I've heard of several other people trying to contact the owners of datasets on government websites but never getting a response. I figured that this data owner contact thingy must do something, so the idea that nobody would ever get a response seemed strange. In the present article, I try to figure out was going on.
I used Socrata's Contact Dataset Owner feature a lot, and I now have a much better idea as to how it works. In particular, I surveyed dataset owners through this feature in order to estimate the chance that you'll get a response if you submit a message through the dataset owner contact thingy.
I'll start with a discussion how the feature works and how I surveyed data owners. I learned a lot more about the feature as I ran the survey, and I'll tell you about that. I'll present the results from the survey, comment on some potential mechanisms that would explain the results, and discuss the practical relevance of these findings.
The Contact Dataset Owner feature
If you go to a dataset page on a Socrata Open Data Portal website, you'll see something like this.
There's an "About" button that opens this screen.
Scroll to the bottom, and you'll see "Contact Dataset Owner".
Then you can fill out the contact form,
which includes a CAPTCHA.
If you submit the form and all goes well, you'll see something like this.
I have no idea about how the message is handled technically after you submit the form.
This is the feature that I mentioned in the beginning, and that's all I knew about it before beginning the present study. Let's see what I learned!
I mainly wanted to answer this.
If I contact the owner of a dataset on a Socrata website, what is the chance that I will receive a response at all?
Secondarily, I am curious as to whether that "owner" is the right person.
If I contact the owner of a dataset on a Socrata website, what is the chance that the person will be the appropriate contact person?
I sent emails to a sample of the data owners asking whether they are still appropriate contacts for their datasets. They could respond with "yes" or "no". They could also not respond. I checked which ones responded, and I came up with some figures related to the above questions.
I downloaded metadata on all public datasets from all the Socrata websites I knew about and then looked at the owners of the different datasets. I treated this as a population of owners of public datasets. I drew a sample from this population, and I tried to send questionnaires to every owner in the sample.
My sampling script is parametrized by a salt.
This produces a file called "messages.csv" containing a record for each of the sampled users. Each record contained the URL of a dataset owned by the user and the message that I should send to the user.
Messages looked like this.
Dear [fullname], My name is Thomas Levine, and I have been studying how governments publish data.
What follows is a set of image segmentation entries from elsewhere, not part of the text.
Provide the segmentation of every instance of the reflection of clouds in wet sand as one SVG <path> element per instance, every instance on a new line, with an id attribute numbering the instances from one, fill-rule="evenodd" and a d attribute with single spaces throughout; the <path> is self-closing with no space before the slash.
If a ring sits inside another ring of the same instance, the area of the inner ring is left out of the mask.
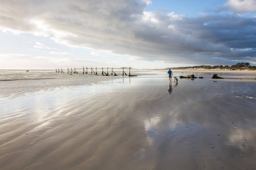
<path id="1" fill-rule="evenodd" d="M 154 133 L 158 131 L 157 126 L 160 122 L 160 117 L 153 117 L 144 120 L 143 122 L 147 133 L 147 141 L 149 146 L 152 146 L 155 141 Z"/>
<path id="2" fill-rule="evenodd" d="M 255 131 L 256 129 L 254 129 Z M 255 135 L 252 135 L 252 133 L 249 130 L 236 128 L 228 136 L 229 141 L 228 144 L 238 148 L 242 151 L 247 152 L 251 147 L 255 147 L 253 141 L 254 137 Z"/>

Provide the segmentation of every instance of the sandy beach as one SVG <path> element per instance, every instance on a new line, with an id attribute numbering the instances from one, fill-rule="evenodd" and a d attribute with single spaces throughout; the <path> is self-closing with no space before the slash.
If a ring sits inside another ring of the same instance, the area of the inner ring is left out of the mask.
<path id="1" fill-rule="evenodd" d="M 0 169 L 255 169 L 255 72 L 166 71 L 0 82 Z"/>

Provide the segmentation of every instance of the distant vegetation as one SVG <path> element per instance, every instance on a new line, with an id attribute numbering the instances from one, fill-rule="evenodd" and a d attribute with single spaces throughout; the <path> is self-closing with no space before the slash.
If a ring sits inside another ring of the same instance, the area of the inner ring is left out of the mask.
<path id="1" fill-rule="evenodd" d="M 232 65 L 231 66 L 190 66 L 190 67 L 172 67 L 172 69 L 180 69 L 180 70 L 185 70 L 185 69 L 203 69 L 206 70 L 210 70 L 210 69 L 219 69 L 219 70 L 256 70 L 256 66 L 251 66 L 250 63 L 244 63 L 244 62 L 238 62 L 235 65 Z"/>

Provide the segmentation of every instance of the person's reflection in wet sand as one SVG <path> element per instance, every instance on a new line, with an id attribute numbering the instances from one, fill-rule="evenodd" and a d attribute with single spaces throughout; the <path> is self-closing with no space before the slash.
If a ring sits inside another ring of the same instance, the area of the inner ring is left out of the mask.
<path id="1" fill-rule="evenodd" d="M 172 83 L 171 81 L 169 81 L 169 86 L 168 86 L 168 92 L 170 94 L 170 95 L 171 95 L 171 93 L 172 91 Z"/>

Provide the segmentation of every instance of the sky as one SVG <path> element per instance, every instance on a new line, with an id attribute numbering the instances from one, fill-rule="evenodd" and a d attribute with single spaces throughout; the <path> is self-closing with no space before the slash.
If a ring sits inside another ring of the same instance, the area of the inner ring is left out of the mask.
<path id="1" fill-rule="evenodd" d="M 0 69 L 256 65 L 256 0 L 0 3 Z"/>

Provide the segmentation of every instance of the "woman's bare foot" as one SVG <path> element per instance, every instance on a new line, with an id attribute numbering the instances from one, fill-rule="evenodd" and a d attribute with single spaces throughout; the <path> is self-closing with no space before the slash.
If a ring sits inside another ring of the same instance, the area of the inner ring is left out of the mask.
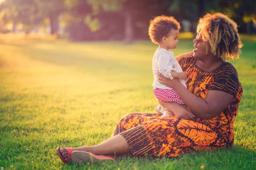
<path id="1" fill-rule="evenodd" d="M 66 161 L 67 161 L 68 159 L 68 152 L 64 147 L 60 147 L 59 151 L 62 157 Z"/>

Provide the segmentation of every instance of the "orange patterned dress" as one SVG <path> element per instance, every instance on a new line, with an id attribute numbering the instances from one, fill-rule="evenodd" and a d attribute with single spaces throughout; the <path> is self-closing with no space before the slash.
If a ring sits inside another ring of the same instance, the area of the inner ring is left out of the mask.
<path id="1" fill-rule="evenodd" d="M 242 94 L 236 70 L 231 64 L 224 62 L 212 71 L 206 71 L 195 65 L 196 61 L 192 57 L 180 62 L 184 72 L 189 74 L 188 89 L 202 99 L 209 90 L 224 91 L 235 96 L 233 101 L 209 120 L 160 117 L 159 113 L 145 113 L 125 115 L 113 136 L 123 136 L 133 155 L 175 157 L 194 151 L 229 147 L 233 144 L 234 121 Z"/>

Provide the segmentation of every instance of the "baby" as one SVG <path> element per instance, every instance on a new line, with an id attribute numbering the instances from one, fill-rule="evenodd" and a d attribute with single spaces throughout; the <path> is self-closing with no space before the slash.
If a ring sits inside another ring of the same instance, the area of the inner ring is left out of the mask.
<path id="1" fill-rule="evenodd" d="M 175 102 L 186 108 L 185 102 L 173 89 L 160 83 L 157 79 L 157 72 L 161 73 L 166 77 L 172 79 L 180 79 L 181 83 L 186 88 L 185 80 L 188 77 L 186 73 L 183 72 L 178 62 L 181 59 L 191 57 L 193 52 L 180 55 L 175 57 L 173 52 L 169 49 L 177 47 L 180 23 L 173 17 L 162 15 L 155 17 L 150 22 L 148 35 L 153 43 L 159 44 L 159 47 L 154 54 L 152 60 L 154 81 L 153 92 L 160 102 Z M 155 110 L 162 113 L 162 116 L 175 116 L 173 113 L 166 111 L 160 105 Z"/>

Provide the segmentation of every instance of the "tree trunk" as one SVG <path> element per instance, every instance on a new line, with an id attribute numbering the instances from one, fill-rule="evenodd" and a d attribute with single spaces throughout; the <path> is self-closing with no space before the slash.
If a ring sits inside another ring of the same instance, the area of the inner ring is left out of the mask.
<path id="1" fill-rule="evenodd" d="M 51 27 L 51 34 L 58 34 L 59 29 L 58 15 L 56 14 L 52 14 L 49 18 Z"/>
<path id="2" fill-rule="evenodd" d="M 15 33 L 16 32 L 16 22 L 15 21 L 13 21 L 12 23 L 12 28 L 11 31 L 12 33 Z"/>
<path id="3" fill-rule="evenodd" d="M 198 19 L 204 15 L 204 0 L 198 0 Z"/>
<path id="4" fill-rule="evenodd" d="M 132 43 L 134 40 L 134 30 L 132 16 L 129 11 L 125 12 L 125 35 L 124 42 L 127 43 Z"/>
<path id="5" fill-rule="evenodd" d="M 246 34 L 247 35 L 250 34 L 250 22 L 246 23 Z"/>

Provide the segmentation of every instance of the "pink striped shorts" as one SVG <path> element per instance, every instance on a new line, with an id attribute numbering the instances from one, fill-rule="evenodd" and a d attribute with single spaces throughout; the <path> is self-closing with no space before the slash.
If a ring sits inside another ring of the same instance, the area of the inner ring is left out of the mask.
<path id="1" fill-rule="evenodd" d="M 163 89 L 154 88 L 153 92 L 157 100 L 160 102 L 175 102 L 180 105 L 185 104 L 185 102 L 174 89 Z"/>

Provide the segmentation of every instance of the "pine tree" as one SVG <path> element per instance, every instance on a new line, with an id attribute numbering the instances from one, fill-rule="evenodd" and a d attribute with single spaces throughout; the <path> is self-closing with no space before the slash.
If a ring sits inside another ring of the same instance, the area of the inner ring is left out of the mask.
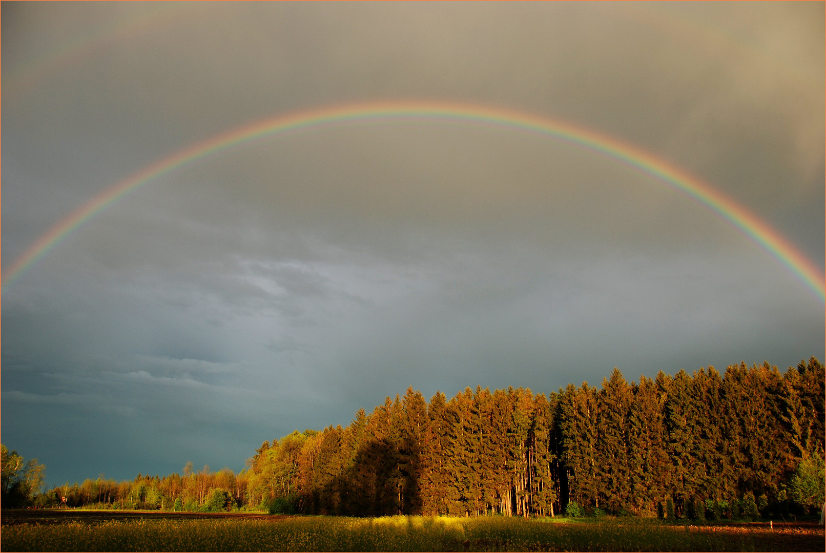
<path id="1" fill-rule="evenodd" d="M 596 473 L 601 504 L 614 513 L 631 502 L 627 433 L 633 397 L 619 369 L 615 367 L 610 380 L 602 380 L 602 390 L 598 395 Z"/>
<path id="2" fill-rule="evenodd" d="M 628 418 L 629 503 L 635 513 L 650 514 L 655 504 L 662 508 L 662 498 L 670 489 L 664 401 L 654 381 L 645 376 L 633 392 Z"/>
<path id="3" fill-rule="evenodd" d="M 568 499 L 583 506 L 599 507 L 596 389 L 583 382 L 582 388 L 568 385 L 564 392 L 560 392 L 559 428 Z"/>

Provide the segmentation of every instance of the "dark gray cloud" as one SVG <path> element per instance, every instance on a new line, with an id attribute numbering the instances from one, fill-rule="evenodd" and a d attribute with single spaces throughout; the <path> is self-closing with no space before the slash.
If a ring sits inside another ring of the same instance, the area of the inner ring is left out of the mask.
<path id="1" fill-rule="evenodd" d="M 824 264 L 824 7 L 2 4 L 2 262 L 159 157 L 347 102 L 470 102 L 643 148 Z M 3 442 L 50 481 L 243 466 L 407 385 L 552 391 L 823 358 L 823 302 L 569 144 L 316 129 L 181 168 L 3 292 Z"/>

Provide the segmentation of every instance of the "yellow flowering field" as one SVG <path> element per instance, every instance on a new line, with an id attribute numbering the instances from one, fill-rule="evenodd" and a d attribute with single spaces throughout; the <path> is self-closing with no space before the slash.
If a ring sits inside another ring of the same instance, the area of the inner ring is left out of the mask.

I am contacting you because you are listed as the "dataset owner" for the following datasets. https://data.somecity.gov/d/abcd-efgh https://data.somecity.gov/d/ijkl-mnop ... I would like to know whether you are the person I should contact about these datasets. If you are still the contact, please go to this web page. http://dataowners.thomaslevine.com/astoehusahul982h3cuhose/yes If you are no longer the contact or never were the contact, please go to this web page. http://dataowners.thomaslevine.com/astoehusahul982h3cuhose/no And feel free to email me if you have any questions or comments. Thanks
The message contained a unique identifiers the user that had been chosen as a hash of the salt and the Socrata identifier for the owner. I did this so that a hypothetical troublemaker would have difficulty messing with my data. I kept the salt value secret, and I can reproduce the sampling based on the salt.
Configuring the server for receiving responses
I pointed the domain "dataowners.thomaslevine.com" to my virtual server at the Numb Server Association. On this computer, I configured an an Nginx server with these properties.
- Listen only on "dataowners.thomaslevine.com".
- Serve the same exit page regardless of the HTTP request.
- Store logs to files specific to the "dataowners.thomaslevine.com" server, as to not confuse it with other domains on the same website.
I backed up the log files periodically and saved the final versions after a few weeks.
I wrote a little thingy that made it easier for me to contact the owners. This program guided me through the whole process of contacting the owners, and it remembered all of the annoying things for me.
It checks which owners have been contacted and selects one of the owners that hasn't been contacted. It tells me which URL to go to and gives me the text to put in the message to the dataset owner.
I ran my messages program thingy and went to the URLs that it told me to go to. I filled in the following information
- "Other" (the default)
- "A visitor has sent you a message about your ... dataset" (the default)
- Copy this from the output of the message-sending guide program
- Email address
and submitted the form.
I recorded in my little program any unexpected results of the form submission (mostly error messages).
Reading server logs
Recall that the server logs record clicks on the "yes" or "no" links that I included in the messages to dataset owners.
I wound up with a data table where each row was a dataset owner and where the two columns corresponded to the owner hash (identifier) and the response (yes or no).
Here are the details of how I converted the log files into a CSV file of two columns.
Three people responded by email, and I combined their responses with the data table produced above.
Oklahoma's Office of Management and Enterprise Services sent me an email saying that my message had been marked as spam, so I counted them as not having responded to my contact.
Things I learned about Socrata Open Data Portal
Socrata's dataset owner contact feature doesn't work quite as I had expected.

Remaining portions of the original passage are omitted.